Prédateurs et délateurs

« La libération de la parole n’est pas la délation. La rumeur n’est pas la vérité. Il existe mille victimes que l’on n’entend pas assez, mais aussi quelques hommes que l’on accuse à tort. C’est aux prédateurs de rendre des comptes. Et aux victimes de les demander. À nous de les écouter. Sans nous prendre pour des juges », affirme Caroline Fourest, éditorialiste de « Marianne ».

L’un des dommages collatéraux de la chasse nécessaire aux prédateurs est qu’elle tourne parfois à la chasse aux sorcières.

On ne pointe pas seulement le prédateur mais ses proches, comme s’ils étaient coupables à la place du coupable. C’est une chose d’interroger le silence qui entoure les victimes d’inceste, de pointer ces adultes qui abandonnent les enfants à leur sort, les bâillonnent et les blâment.

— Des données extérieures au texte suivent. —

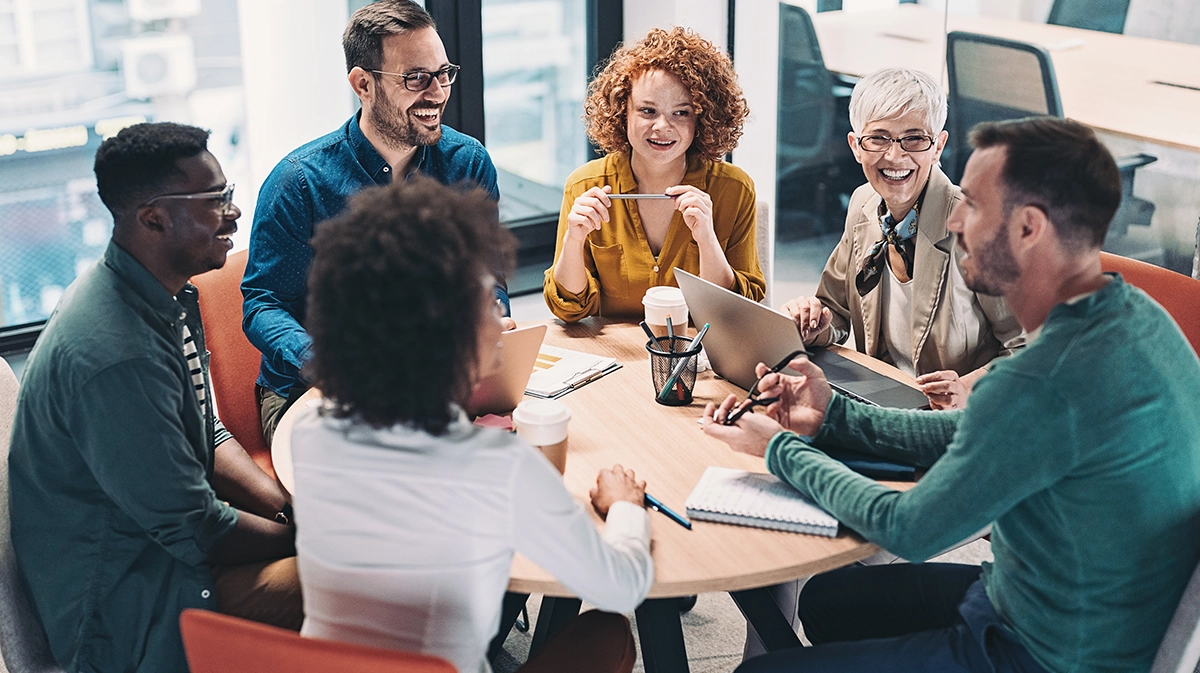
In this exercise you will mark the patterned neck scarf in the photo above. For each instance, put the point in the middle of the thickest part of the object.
(898, 234)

C’est autre chose de mettre en accusation ceux qui ne savaient pas, ou ne pouvaient pas porter plainte à la place des victimes.

Sur plusieurs sites de médias, la photo d’Audrey Pulvar illustre les crimes de feu son père, célèbre militant syndicaliste de la Martinique, accusé de viols par trois de ses cousines.

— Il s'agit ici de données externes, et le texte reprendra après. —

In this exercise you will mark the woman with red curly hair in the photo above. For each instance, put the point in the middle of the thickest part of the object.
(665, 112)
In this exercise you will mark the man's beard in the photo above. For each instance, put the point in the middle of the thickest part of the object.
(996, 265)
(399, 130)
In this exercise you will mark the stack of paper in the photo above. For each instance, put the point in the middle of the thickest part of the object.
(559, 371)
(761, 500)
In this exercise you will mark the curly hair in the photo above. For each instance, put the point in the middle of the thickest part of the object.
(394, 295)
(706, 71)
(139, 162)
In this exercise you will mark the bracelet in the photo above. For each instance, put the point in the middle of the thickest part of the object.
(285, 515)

Sur les réseaux, c’est à sa fille et non à sa tombe que des anonymes demandent des comptes. Or, elle l’explique très bien, oui, ses cousines lui ont raconté ces viols il y a vingt ans ; oui, le choc a été terrible ; mais non, ce n’était pas à elle de parler : « Ce n’était pas à nous, à moi, de nous substituer à leur parole de victimes. » En revanche, à partir du moment où elles ont souhaité s’exprimer publiquement, pour dénoncer l’héroïsation posthume du personnage, Audrey Pulvar les a soutenues. »Le patriarcat est formidable… »

C’est la seule démarche possible en réalité. Celle devant laquelle je me suis trouvée lorsque des victimes de Tariq Ramadan se sont confiées à moi.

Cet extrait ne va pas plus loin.